Experiment to inhibit DDS and ROS2 child threads

y-okumura-isp · May 27, 2020, 2:51am

Abstract

In our previous post, we reported DDS child thread and scheduling policy affect wake up latency.
In summary, RR-TS setting improve wake up latency than RR-RR, where

RR-TS means that main thread is Round-Robin schedule (real-time) and child threads are Time-Sharing schedul(non real-time),
RR-RR means that both main thread and child threads are RR.

We will report on the effect of higher priority process on communication in the next post.

I report in this post.

Motivation
Child threads stop in RR-TS if there is other thread/process with higher priority than child thread
If DDS is implemented as child thread does any communication process, DDS cannot send topic in such a situation.

Therefore we experiment to inhibit the child process by higher priority process.

Experiment Condition

Our setup is following:

Software Stack, see previous post in detail.
- Hardware: Raspberry Pi B+ with careful tuning
- OS : ubuntu 18.04 4.19.55-rt24-v7+
- ROS Distro : ROS 2 Eloquent Elusor
Benchmark program
- Ping-pong program.
  Ping sender wakeups periodically, sends ping topic and listen pong topic.
  Pong sender subscribes ping topic, replies pong to pong topic.
- We implement ping-pong program in 3 pattern.
  - 1 process with 1 node (1e1n)
  - 1 process with 2 nodes (1e2n).
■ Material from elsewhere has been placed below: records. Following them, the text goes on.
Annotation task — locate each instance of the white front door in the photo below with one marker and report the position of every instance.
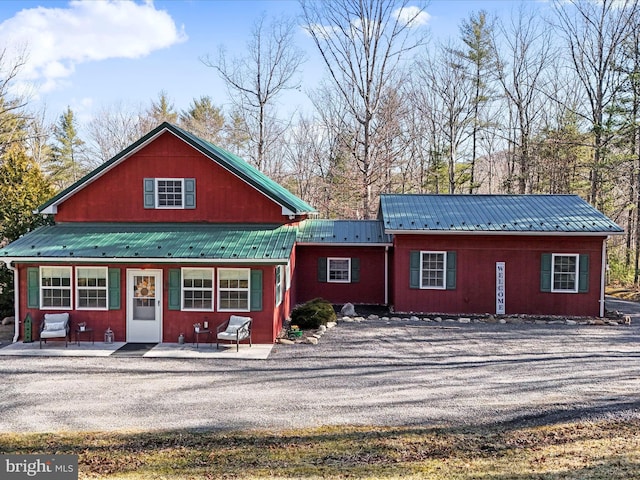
(144, 305)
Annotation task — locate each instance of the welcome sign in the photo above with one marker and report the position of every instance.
(51, 467)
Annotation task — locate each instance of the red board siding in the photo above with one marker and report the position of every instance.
(476, 278)
(369, 290)
(266, 323)
(117, 196)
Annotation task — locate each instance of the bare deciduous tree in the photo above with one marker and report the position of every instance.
(256, 80)
(363, 44)
(595, 33)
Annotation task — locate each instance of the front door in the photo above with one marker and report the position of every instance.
(144, 305)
Nodes are ping-sender node and pong-sender node.
  - 2 processes (2e). 2 Processes means ping-sender process and pong-sender process.
  - I used SingleThreadedExecutor.
Inhibition program
- large image bitwise_not program
Metrics: we measure following in benchmark program
- (M1) Time until benchmark program ends
- (M2) Timing from wake up to ping sent:
  This increases when publish is blocked,
  because rclcpp::Publisher::publish calls blocking function rcl_publish.
- (M3) ping-pong RTT:
  If rcl_publish blocks, this metrics becomes wrong too.
  if rcl_publish does not block and this metrics is wrong, publishing pong may block.
- (M4) difference between last wake-up time and current wake-up time:
  Check this to detect too long sleep.
Experimentation Protocol
- Run benchmark program with RR-TS schedule. The priority of RR is 98.
  Immediately run inhibition program in RR schedule in the same core. The priority is 90.
  So, schedule priority is “main thread” > “inhibition program” > “DDS child thread”.
- We tuned that benchmark program and inhibition program finish within 1 minute,
  so if child thread is completely stopped by inhibition program, it takes 2 minuts to finish benchmark program.
- We measured 9 times under each condition and summarize the results.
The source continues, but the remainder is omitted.